A time-resolved spectrometer was made with a singlephoton counting technique. This instrument is suitable for measuring fluorescence lifetime and transient behavior of fluorescence. And the time-resolved emission spectrum of a spark discharge is also recorded. The light source and fluorescence were dispersed with a small monochromator. In a single photon counting technique, the time of the emission of individual fluorescence photon is measured electronically with Ortec 437 A time to amplitude converter(TAC), the reference time zero being the initial rise of current pulse related in time to the pulsed light. The time-distribution of single photons is accumlated with NAIG D161 and D171 multichannel pulse height analyzer. RCA 8850 photomultiplier was used for detecting single photons. The time-resolution obtained experimentally was about 0.1 nsec. The pulsed light source which is simple to be constructed and its use was developed. This lamp filled with air or hydrogen at 1 atm was opereated in a relaxiation mode at a usual repetition rate of 10 kHz. The decay time and the width of half-maximum as measured with the above apparatus were 0.5 nsec and 1.5 nsec. In the lamp operated in air, most of the emission is between 300 nm and 400 nm, which is primarily from the C³π-B³π transition of nitrogen.
In this paper, the typical air-filled flash lamp decay and the time-resolved spectrum of the hydrogen flash lamp are shown. The use of the apparatus is illustrated by salicylic acid.

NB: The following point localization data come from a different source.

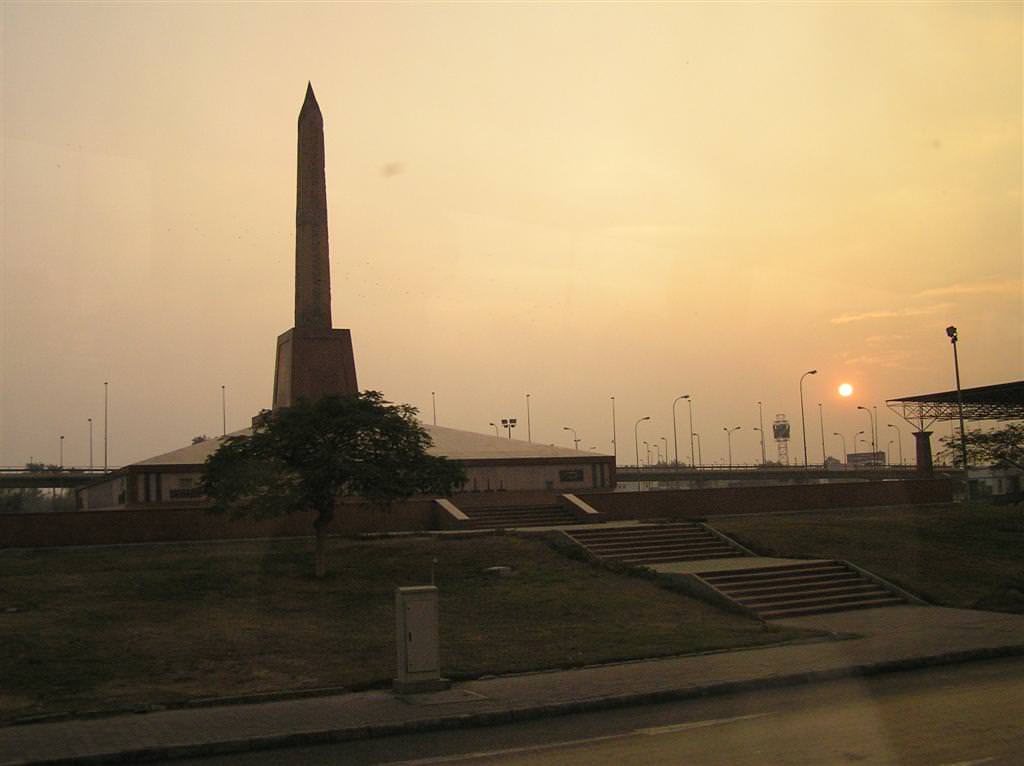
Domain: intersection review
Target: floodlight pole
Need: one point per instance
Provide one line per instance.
(636, 436)
(803, 425)
(761, 423)
(699, 461)
(728, 434)
(614, 440)
(529, 432)
(899, 436)
(821, 424)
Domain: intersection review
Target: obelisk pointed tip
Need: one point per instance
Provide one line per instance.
(309, 103)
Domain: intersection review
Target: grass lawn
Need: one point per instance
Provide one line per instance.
(107, 628)
(969, 555)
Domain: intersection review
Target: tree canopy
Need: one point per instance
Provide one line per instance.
(1000, 447)
(308, 456)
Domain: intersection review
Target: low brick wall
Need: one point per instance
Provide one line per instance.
(699, 503)
(179, 524)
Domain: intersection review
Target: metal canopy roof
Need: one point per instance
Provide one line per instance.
(1001, 401)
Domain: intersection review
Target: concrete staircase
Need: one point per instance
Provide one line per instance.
(653, 544)
(507, 517)
(800, 589)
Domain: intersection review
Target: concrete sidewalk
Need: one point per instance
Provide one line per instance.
(886, 639)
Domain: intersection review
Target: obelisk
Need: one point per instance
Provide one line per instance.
(313, 359)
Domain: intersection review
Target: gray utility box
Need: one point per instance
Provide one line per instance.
(417, 640)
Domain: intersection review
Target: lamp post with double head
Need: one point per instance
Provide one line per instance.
(576, 439)
(675, 434)
(636, 436)
(803, 425)
(845, 454)
(728, 433)
(899, 441)
(870, 424)
(951, 332)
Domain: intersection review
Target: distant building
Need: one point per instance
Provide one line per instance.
(866, 459)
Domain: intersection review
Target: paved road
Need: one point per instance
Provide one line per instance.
(970, 714)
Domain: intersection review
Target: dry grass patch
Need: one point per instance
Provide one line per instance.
(109, 628)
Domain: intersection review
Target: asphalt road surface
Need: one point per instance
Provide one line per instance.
(968, 714)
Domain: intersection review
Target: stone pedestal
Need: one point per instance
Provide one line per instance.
(313, 363)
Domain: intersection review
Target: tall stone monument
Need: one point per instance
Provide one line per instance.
(313, 358)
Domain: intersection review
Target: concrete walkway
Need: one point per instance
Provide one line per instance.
(868, 641)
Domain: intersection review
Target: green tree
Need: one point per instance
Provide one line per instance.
(309, 456)
(1000, 447)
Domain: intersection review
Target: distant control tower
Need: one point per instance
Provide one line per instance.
(780, 430)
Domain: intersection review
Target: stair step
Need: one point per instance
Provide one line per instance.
(597, 536)
(809, 610)
(742, 578)
(669, 558)
(813, 597)
(782, 590)
(807, 580)
(654, 545)
(773, 569)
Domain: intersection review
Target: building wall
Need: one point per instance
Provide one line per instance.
(699, 503)
(179, 524)
(572, 476)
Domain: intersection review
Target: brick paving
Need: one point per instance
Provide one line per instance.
(864, 641)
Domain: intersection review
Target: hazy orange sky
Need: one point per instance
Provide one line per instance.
(573, 201)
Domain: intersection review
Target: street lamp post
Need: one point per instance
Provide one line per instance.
(699, 462)
(899, 441)
(675, 435)
(821, 424)
(870, 423)
(951, 332)
(761, 424)
(636, 436)
(576, 439)
(803, 426)
(107, 400)
(845, 453)
(728, 433)
(614, 440)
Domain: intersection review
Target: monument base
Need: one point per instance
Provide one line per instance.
(312, 364)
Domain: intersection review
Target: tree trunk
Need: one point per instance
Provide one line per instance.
(320, 526)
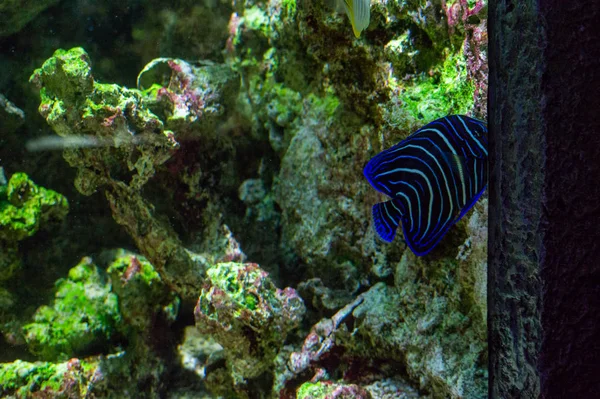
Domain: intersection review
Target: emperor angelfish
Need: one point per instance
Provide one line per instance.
(433, 177)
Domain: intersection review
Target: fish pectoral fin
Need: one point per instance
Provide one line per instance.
(387, 216)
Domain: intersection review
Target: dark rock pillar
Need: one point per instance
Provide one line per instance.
(544, 248)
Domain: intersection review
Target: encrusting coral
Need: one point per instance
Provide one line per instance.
(213, 166)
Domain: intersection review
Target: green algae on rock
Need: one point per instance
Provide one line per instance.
(325, 390)
(24, 208)
(132, 143)
(74, 104)
(244, 312)
(74, 378)
(143, 296)
(85, 313)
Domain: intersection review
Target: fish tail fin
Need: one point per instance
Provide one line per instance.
(387, 216)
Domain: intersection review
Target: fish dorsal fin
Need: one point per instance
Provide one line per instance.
(457, 164)
(387, 216)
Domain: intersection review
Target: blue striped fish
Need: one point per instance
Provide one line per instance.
(433, 177)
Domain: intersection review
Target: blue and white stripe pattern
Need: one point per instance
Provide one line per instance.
(433, 177)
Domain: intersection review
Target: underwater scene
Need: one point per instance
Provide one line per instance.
(243, 199)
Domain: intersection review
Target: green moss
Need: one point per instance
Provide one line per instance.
(24, 377)
(146, 272)
(67, 74)
(447, 92)
(233, 279)
(310, 390)
(290, 8)
(256, 19)
(25, 207)
(84, 313)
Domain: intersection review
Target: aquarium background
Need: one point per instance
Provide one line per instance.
(201, 227)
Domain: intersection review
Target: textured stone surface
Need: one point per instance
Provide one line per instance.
(543, 272)
(515, 195)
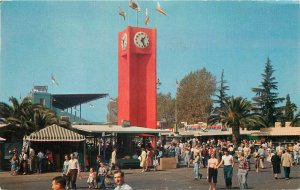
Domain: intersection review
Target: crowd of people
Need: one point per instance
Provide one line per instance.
(28, 161)
(60, 183)
(211, 154)
(214, 153)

At pH4, the fluorescence lifetime was 4.9 nsec, which correspond to that of singly ionized species, whereas in 6 N KOH solution the lifetime of doubly ionized salicylic acid was 3.9 nsec. In organic solvents such as methanol, the decay curve of fluorescence was composed of two exponents. The shorter lifetime was 0.6 nsec and the longer was 4.4 nsec. The shorter lifetime seems to correspond to that of the zwitterion formed due to intramolecular proton transfer in the excited state. The existence of the longer exponent shows that a slight amount of salicylic acid exists as singly ionized species in the ground state.